There are several limitations to our experimental design. First of all, gene expression was only measured at one time-point. Thus I cannot say what the activity looks like during different stages of memory acquisition and recall. Secondly, I measured activity within many neurons and other cell types in a tissue sample of the hippocampal subfields. This research provided more insight into the subfield specificity of the hippocampus, but single-cell techniques will be needed to tease apart differences among cell types or cells with differencing activity states. Thirdly, I did not conduct an unbiased screen of all subfields of the hippocampus. This study overlooked the CA2, CA4, and neighboring cortical regions that send and receive information from the hippocampus.

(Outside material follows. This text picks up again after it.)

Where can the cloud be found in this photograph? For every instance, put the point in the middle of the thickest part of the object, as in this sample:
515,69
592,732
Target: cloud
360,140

Finally, when looking for small effects, it is essential to have a sufficient sample size, so we opted to sequence more biological replicates from a few brain regions than the other way around. In the end, a small sample size does limit the power of our experiment to identify gene expression changes associated with memory. A challenge for the future will be to capture and understand molecular activity in the hippocampus before, during, and after learning.
The strength of this research is its collaborative and integrative approach. We brought hypotheses and expertise from relating disciplines of biology to address current problems in neuroscience and genomics. Thus, we now have a deeper understanding of the molecular changes that are or are not associated with robust behavioral output indicative of memory. I also applied best practices in open and reproducible research to provide a robust pipeline that can be re-used. The raw and processed data, analysis pipelines, results, and interpretations are available for download, enabling the curious to export data into their environment for more specialized analyses. This dataset expands upon and complement other existing publicly available gene expression databases, mostly notably Lein et al., 2007 and Cembrowski et al., 2016.

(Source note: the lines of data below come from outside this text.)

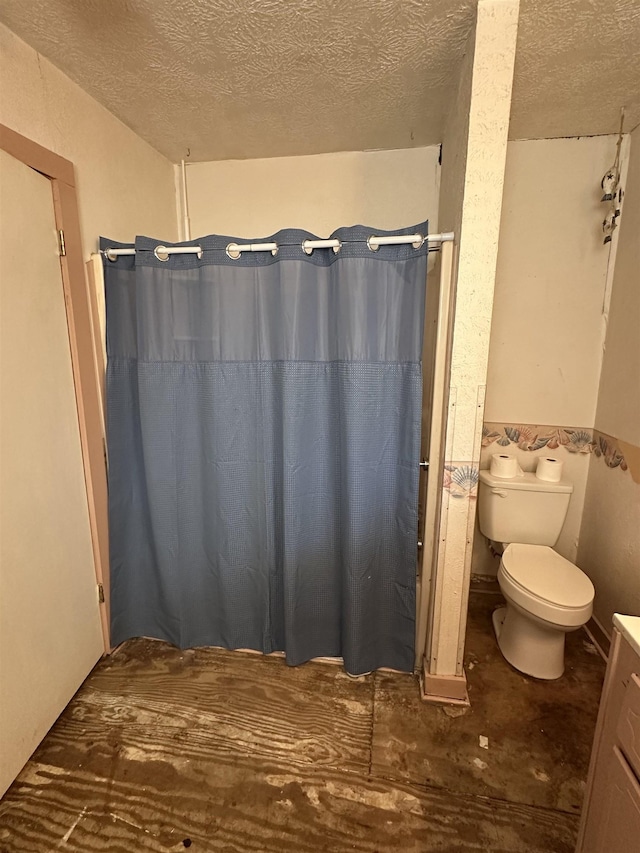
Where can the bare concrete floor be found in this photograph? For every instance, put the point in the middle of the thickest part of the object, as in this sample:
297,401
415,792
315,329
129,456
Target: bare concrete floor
163,750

I thank Laura Colgin, Mariana Rodriguez, and Eric Brenner for comments on earlier versions of this manuscript. I thank Becca Young Brim, Caitlin Freisen, Tessa Solomon Lane, Mariana Rodriguez, Eric Brenner, and Issac Miller-Crews for helping advice regarding on figures and oral presentations of this research. Thanks to the general R scienticific community for openly sharing your software, for making useful tutorials, and for being responsive to user-requests for new functionality.